Jamie Foxx is this year's edition of Daddy Warbucks, a cell phone magnate (???!!!) running for NYC Mayor.  To gain some votes, he takes Annie under his wing and such a cheap political ploy is indeed the only honest moment in the movie.  One of my favorite numbers from the original is when Warbucks takes Annie on a tour of Manhattan while singing "NYC."   Well, in this version, Foxx sings something different and very badly as they take a helicopter ride around the city.  While we're all waiting for Sandy the dog to say "arf," most of us were getting ready to barf.  Meanwhile, Foxx is reduced to doing so many spit takes that you wonder if the film's technical advisor is Danny Thomas.

There are so many moments of lecturing that "Annie" feels like it was co-written by Reverend Jeremiah Wright.   Indeed, if it had gotten into production a few months later, I'm sure producers would have figured out a way for Annie to be accosted by a policeman.  Indeed, when this script showed up at the Sony gate, somebody really should have yelled "hands up, don't shoot." Shoot the script, I mean.

But, wait, there's more!

Annie winds up at a political fundraiser for her "daddy," and ends up singing some unintelligible torch song like Beyonce in front of a full orchestra.  Two minutes later into the movie, it's revealed that she can't read!  
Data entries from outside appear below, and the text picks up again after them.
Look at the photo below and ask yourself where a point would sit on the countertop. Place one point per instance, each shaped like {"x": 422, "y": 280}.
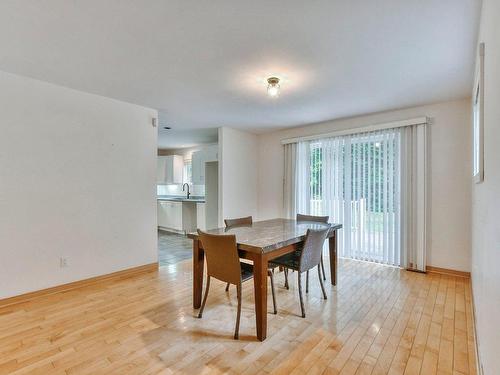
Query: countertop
{"x": 177, "y": 198}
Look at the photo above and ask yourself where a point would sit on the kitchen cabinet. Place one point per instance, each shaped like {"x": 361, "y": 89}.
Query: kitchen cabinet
{"x": 178, "y": 216}
{"x": 200, "y": 216}
{"x": 170, "y": 215}
{"x": 199, "y": 158}
{"x": 169, "y": 169}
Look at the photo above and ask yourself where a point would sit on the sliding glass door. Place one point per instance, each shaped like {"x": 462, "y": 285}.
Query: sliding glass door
{"x": 356, "y": 180}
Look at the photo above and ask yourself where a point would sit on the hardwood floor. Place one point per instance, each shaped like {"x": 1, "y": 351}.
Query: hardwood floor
{"x": 377, "y": 320}
{"x": 173, "y": 248}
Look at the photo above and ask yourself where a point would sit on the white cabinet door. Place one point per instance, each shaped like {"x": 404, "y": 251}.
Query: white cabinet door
{"x": 175, "y": 214}
{"x": 169, "y": 169}
{"x": 162, "y": 212}
{"x": 198, "y": 168}
{"x": 200, "y": 216}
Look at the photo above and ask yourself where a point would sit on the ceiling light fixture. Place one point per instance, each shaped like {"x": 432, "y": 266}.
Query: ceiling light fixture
{"x": 273, "y": 87}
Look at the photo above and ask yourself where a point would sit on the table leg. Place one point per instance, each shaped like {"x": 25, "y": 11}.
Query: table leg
{"x": 260, "y": 291}
{"x": 198, "y": 265}
{"x": 332, "y": 242}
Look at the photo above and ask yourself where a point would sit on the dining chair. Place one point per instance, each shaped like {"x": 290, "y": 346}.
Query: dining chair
{"x": 308, "y": 258}
{"x": 223, "y": 263}
{"x": 237, "y": 222}
{"x": 318, "y": 219}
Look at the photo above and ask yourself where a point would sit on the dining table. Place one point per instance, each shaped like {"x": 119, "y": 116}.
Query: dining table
{"x": 261, "y": 242}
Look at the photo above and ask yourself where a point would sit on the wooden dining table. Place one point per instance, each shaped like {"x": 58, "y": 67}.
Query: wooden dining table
{"x": 261, "y": 242}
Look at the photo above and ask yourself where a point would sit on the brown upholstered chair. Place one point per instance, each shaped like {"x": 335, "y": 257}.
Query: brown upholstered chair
{"x": 223, "y": 263}
{"x": 318, "y": 219}
{"x": 238, "y": 222}
{"x": 308, "y": 258}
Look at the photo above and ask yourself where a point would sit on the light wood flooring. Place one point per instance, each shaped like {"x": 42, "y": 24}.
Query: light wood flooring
{"x": 377, "y": 320}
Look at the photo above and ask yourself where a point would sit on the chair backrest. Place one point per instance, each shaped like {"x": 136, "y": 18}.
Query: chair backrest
{"x": 320, "y": 219}
{"x": 310, "y": 255}
{"x": 223, "y": 261}
{"x": 238, "y": 221}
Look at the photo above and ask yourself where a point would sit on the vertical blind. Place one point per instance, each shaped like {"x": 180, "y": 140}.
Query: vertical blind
{"x": 373, "y": 183}
{"x": 355, "y": 180}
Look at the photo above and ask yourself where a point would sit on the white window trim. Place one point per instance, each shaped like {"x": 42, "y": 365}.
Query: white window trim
{"x": 369, "y": 128}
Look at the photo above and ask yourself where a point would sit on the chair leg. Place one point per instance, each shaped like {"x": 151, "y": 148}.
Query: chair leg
{"x": 237, "y": 329}
{"x": 300, "y": 295}
{"x": 200, "y": 313}
{"x": 307, "y": 281}
{"x": 272, "y": 291}
{"x": 323, "y": 268}
{"x": 321, "y": 283}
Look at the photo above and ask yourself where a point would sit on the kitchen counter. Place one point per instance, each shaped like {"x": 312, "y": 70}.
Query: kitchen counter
{"x": 176, "y": 198}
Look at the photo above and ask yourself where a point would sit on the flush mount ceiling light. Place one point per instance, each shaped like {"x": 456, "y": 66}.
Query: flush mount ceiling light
{"x": 273, "y": 87}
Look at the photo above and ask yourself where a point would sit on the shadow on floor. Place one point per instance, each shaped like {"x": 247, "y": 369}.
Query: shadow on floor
{"x": 173, "y": 248}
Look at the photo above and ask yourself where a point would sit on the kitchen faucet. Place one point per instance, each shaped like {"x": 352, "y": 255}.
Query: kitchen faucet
{"x": 183, "y": 186}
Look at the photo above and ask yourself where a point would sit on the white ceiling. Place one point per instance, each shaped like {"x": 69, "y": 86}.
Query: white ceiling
{"x": 204, "y": 63}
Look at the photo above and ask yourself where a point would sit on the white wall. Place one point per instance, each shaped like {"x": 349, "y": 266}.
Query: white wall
{"x": 450, "y": 174}
{"x": 237, "y": 173}
{"x": 77, "y": 179}
{"x": 486, "y": 202}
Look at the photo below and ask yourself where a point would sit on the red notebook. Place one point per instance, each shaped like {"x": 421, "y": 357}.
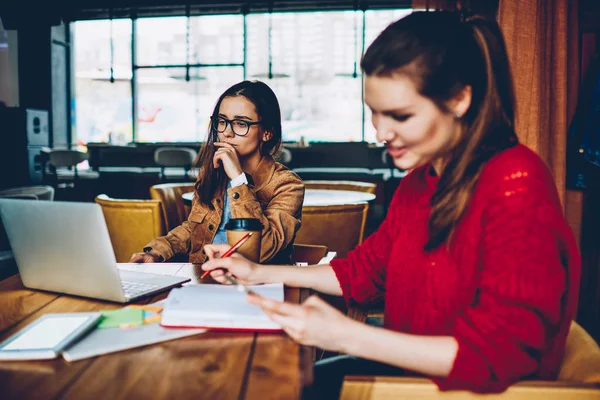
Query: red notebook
{"x": 221, "y": 307}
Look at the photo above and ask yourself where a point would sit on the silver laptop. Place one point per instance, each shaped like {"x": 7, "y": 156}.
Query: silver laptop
{"x": 65, "y": 247}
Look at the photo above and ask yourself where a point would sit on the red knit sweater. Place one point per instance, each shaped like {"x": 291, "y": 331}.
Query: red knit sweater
{"x": 506, "y": 288}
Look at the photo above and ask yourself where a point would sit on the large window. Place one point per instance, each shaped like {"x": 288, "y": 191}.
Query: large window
{"x": 157, "y": 79}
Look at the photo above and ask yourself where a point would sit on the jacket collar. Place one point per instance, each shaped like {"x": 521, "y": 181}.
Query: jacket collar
{"x": 264, "y": 172}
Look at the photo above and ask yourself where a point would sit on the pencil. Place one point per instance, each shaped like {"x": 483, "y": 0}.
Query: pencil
{"x": 232, "y": 250}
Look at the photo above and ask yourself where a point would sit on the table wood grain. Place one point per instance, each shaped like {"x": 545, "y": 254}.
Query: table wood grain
{"x": 213, "y": 365}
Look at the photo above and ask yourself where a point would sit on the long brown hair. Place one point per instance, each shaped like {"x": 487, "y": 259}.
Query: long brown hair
{"x": 442, "y": 53}
{"x": 211, "y": 179}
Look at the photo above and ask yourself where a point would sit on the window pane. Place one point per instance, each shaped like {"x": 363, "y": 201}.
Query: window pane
{"x": 217, "y": 39}
{"x": 313, "y": 57}
{"x": 161, "y": 41}
{"x": 102, "y": 108}
{"x": 171, "y": 109}
{"x": 375, "y": 22}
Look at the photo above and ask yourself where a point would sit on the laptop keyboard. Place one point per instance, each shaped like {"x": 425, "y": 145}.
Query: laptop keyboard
{"x": 134, "y": 289}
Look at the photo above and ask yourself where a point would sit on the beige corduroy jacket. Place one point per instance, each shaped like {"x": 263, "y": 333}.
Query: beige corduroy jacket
{"x": 276, "y": 200}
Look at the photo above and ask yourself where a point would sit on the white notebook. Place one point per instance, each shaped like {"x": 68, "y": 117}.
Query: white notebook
{"x": 219, "y": 307}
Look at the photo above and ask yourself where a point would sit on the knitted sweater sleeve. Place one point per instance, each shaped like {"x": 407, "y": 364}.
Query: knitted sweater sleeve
{"x": 523, "y": 280}
{"x": 362, "y": 274}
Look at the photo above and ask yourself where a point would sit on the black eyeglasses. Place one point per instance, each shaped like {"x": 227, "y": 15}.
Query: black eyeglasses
{"x": 239, "y": 126}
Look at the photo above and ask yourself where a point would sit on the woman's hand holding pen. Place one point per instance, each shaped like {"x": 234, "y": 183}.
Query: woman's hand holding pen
{"x": 312, "y": 323}
{"x": 244, "y": 270}
{"x": 227, "y": 156}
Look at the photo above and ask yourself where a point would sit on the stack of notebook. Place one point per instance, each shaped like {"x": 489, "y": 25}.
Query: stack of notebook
{"x": 220, "y": 307}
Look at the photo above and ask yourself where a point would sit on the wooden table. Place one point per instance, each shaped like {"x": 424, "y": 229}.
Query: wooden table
{"x": 213, "y": 365}
{"x": 318, "y": 197}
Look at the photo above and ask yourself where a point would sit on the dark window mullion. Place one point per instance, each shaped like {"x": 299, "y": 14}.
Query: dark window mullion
{"x": 199, "y": 65}
{"x": 134, "y": 132}
{"x": 245, "y": 45}
{"x": 362, "y": 80}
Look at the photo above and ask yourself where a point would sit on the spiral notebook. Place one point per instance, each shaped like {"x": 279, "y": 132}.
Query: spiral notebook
{"x": 220, "y": 307}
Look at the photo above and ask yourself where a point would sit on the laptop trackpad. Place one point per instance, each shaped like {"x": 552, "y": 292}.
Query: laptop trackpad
{"x": 151, "y": 279}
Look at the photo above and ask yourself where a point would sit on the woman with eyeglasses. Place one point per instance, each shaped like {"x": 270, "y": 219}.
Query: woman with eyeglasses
{"x": 238, "y": 178}
{"x": 475, "y": 260}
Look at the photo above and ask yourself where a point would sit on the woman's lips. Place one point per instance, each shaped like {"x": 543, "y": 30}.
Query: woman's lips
{"x": 396, "y": 152}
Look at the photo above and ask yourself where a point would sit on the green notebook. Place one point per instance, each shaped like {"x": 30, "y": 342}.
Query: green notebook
{"x": 120, "y": 317}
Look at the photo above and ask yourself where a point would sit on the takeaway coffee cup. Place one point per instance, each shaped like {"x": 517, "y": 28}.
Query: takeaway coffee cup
{"x": 236, "y": 229}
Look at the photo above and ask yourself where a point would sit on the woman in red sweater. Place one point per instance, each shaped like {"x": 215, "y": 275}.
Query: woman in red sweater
{"x": 477, "y": 265}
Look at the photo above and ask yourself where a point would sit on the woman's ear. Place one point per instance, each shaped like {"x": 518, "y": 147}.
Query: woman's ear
{"x": 462, "y": 101}
{"x": 267, "y": 135}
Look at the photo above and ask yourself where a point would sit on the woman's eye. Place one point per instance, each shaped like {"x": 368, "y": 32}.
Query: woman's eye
{"x": 401, "y": 118}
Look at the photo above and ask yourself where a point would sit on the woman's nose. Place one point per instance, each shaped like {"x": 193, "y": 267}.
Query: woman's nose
{"x": 229, "y": 131}
{"x": 383, "y": 131}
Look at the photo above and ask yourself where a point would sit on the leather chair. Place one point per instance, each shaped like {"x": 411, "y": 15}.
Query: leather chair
{"x": 578, "y": 377}
{"x": 308, "y": 253}
{"x": 175, "y": 157}
{"x": 131, "y": 224}
{"x": 339, "y": 227}
{"x": 169, "y": 194}
{"x": 355, "y": 186}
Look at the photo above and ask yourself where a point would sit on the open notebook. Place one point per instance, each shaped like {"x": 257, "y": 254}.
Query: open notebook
{"x": 219, "y": 307}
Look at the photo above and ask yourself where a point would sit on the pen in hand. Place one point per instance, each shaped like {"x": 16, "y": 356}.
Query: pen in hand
{"x": 231, "y": 250}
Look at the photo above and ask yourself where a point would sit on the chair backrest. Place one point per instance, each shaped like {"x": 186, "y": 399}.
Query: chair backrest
{"x": 578, "y": 378}
{"x": 284, "y": 156}
{"x": 41, "y": 192}
{"x": 175, "y": 157}
{"x": 169, "y": 195}
{"x": 308, "y": 253}
{"x": 355, "y": 186}
{"x": 131, "y": 224}
{"x": 581, "y": 361}
{"x": 66, "y": 158}
{"x": 339, "y": 227}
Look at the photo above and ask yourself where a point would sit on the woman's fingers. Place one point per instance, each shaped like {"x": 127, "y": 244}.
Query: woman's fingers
{"x": 212, "y": 250}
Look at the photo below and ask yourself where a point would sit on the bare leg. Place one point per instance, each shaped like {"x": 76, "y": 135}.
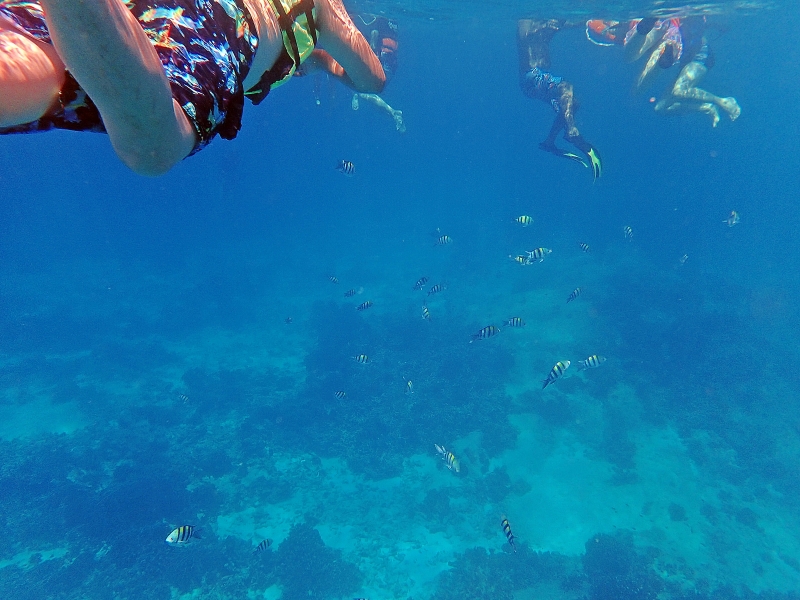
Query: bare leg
{"x": 109, "y": 54}
{"x": 31, "y": 75}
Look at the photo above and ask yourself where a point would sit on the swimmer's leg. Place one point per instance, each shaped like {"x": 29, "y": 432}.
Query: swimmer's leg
{"x": 685, "y": 88}
{"x": 31, "y": 76}
{"x": 109, "y": 54}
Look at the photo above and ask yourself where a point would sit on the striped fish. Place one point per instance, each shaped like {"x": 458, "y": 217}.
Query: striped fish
{"x": 443, "y": 240}
{"x": 486, "y": 332}
{"x": 514, "y": 322}
{"x": 556, "y": 372}
{"x": 346, "y": 167}
{"x": 182, "y": 535}
{"x": 524, "y": 220}
{"x": 592, "y": 362}
{"x": 538, "y": 254}
{"x": 450, "y": 460}
{"x": 575, "y": 293}
{"x": 507, "y": 530}
{"x": 439, "y": 287}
Help?  Anybody???  Are there refunds available???

So, in this world of Annie, we have Twittering and blogging and so many timely references that the film will be essentially outdated by next Tuesday.   Meanwhile, at the end, there is a "24"-like chase scene that is so badly shot that somebody should notify the Cinematographers' union.  The chase is one minute at the George Washington Bridge and then inexplicably at Liberty State Park which is completely the other direction.

This is one of those movies which has so much bad stuff coming out of it that I really wish they would allow laptops at screenings.  Hey, I knew a funny blog piece would come out of it all.   But I didn't even imagine it would be this hateful and disastrous.  Sadly, I went with a good friend who brought her own daughter.   Now, the youngster liked it.  Of course, if you've never had gelato, Icee tastes perfectly fine.  But, I also told her that she should really see the stage musical if it ever shows up on tour.  That, my friends, is the real "Annie."

And, finally, a lesson to all involved.   Personally, I don't care whether Annie is white, black, brown, yellow, or chartreuse.  The story needs to be written color blind and kept as close to the original era as possible.

But, of course, no.   Not in Hollywood today.   And, especially not with the likes of Will Smith and Jay-Z at helm.  

Yep, there are some things that need to be left alone.

Arf.

LEN'S RATING:   Minus four stars.   The highest insult I can give it.

Dinner last night:  Chicken sausage, rice, and corn.